A visão de Ana Maria Primavesi sobre o solo, como uma entidade viva, ao apregoar que os solos tropicais, diferentemente dos temperados, não precisavam ser revolvidos pela a aração para se tornarem produtivos, ainda que não goze desse reconhecimento, ajudou na construção de um dos princípios basilares do atual Sistema Plantio 3


Direto: o revolvimento do solo apenas na linha de semeadura. Em 1980, empregando parte da indenização recebida do governo alemão pelas perdas materiais sofridas por Artur Primavesi por ocasião da Segunda Guerra Mundial, Ana Maria Primavesi comprou uma fazenda em Itaí, no interior de São Paulo. Nessa propriedade de 96,8 ha ela construiu uma casa, plantou árvores e cultivou o solo segundo os princípios que acreditava, transformando aquelas terras em uma propriedade referência em sistemas sustentáveis. Ali, Ana Primavesi, mesmo viajando muito, viveu por 32 anos, até que, no final de 2011, aos 91 anos, deixou Itaí de vez para voltar a São Paulo. Nunca faltaram criticas e nem o merecido reconhecimento ao legado deixado pro Ana Primavesi à agricultura brasileira e mundial.
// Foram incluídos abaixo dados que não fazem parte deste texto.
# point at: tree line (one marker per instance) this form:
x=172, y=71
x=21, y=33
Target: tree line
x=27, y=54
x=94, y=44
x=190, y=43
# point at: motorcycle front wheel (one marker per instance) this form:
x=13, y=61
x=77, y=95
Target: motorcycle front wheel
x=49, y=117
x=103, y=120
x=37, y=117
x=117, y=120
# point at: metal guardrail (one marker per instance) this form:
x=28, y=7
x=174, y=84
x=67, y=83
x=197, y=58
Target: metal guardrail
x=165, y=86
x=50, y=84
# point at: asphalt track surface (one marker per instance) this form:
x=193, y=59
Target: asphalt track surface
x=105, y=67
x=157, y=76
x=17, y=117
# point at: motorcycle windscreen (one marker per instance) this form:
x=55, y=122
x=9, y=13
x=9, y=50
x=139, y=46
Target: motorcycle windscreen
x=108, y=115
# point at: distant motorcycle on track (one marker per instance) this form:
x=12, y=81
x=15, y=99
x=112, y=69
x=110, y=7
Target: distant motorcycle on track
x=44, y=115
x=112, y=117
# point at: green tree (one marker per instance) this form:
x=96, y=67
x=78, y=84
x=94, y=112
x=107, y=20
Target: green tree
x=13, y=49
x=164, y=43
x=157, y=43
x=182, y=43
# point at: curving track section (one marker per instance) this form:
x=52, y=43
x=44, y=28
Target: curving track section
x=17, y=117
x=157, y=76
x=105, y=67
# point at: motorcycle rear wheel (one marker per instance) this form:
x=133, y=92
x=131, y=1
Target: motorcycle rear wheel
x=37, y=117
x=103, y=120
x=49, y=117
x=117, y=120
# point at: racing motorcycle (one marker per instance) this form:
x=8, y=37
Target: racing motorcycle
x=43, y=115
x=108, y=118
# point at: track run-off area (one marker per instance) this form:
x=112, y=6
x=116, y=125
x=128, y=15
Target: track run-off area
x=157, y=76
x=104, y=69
Na Alemanha, em 2012, recebeu das mãos de Vandana Shiva o One World Award (OWA), da International Federation of Organic Agriculture (IFOAM) e, em 2013, foi aplaudida em pé por mais de cinco minutos no Terceiro Encontro Internacional de Agroecologia,

realizado em

Botucatu/SP. Atualmente, aos 96 anos, Ana Primavesi ainda continua produzindo intelectualmente. Em 2014, pela Editora Nobel, saiu o livro Pergunte ao solo e às raízes: uma análise do solo tropical e mais de 70 casos resolvidos pela agroecologia. E, em 2016, veio a lume a biografia Ana Maria Primavesi: Histórias de Vida e Agroecologia; que começou a ser escrita em 2010, pela geógrafa Virgínia Knabben. O livro foi publicado pela Editora Expressão Popular, como parte da série Ana Primavesi, criada especialmente em sua homenagem. Por essa série, saiu, este ano também, o mais recente livro de Ana Primavesi: A convenção dos Ventos, um retrato da Agroecologia em contos.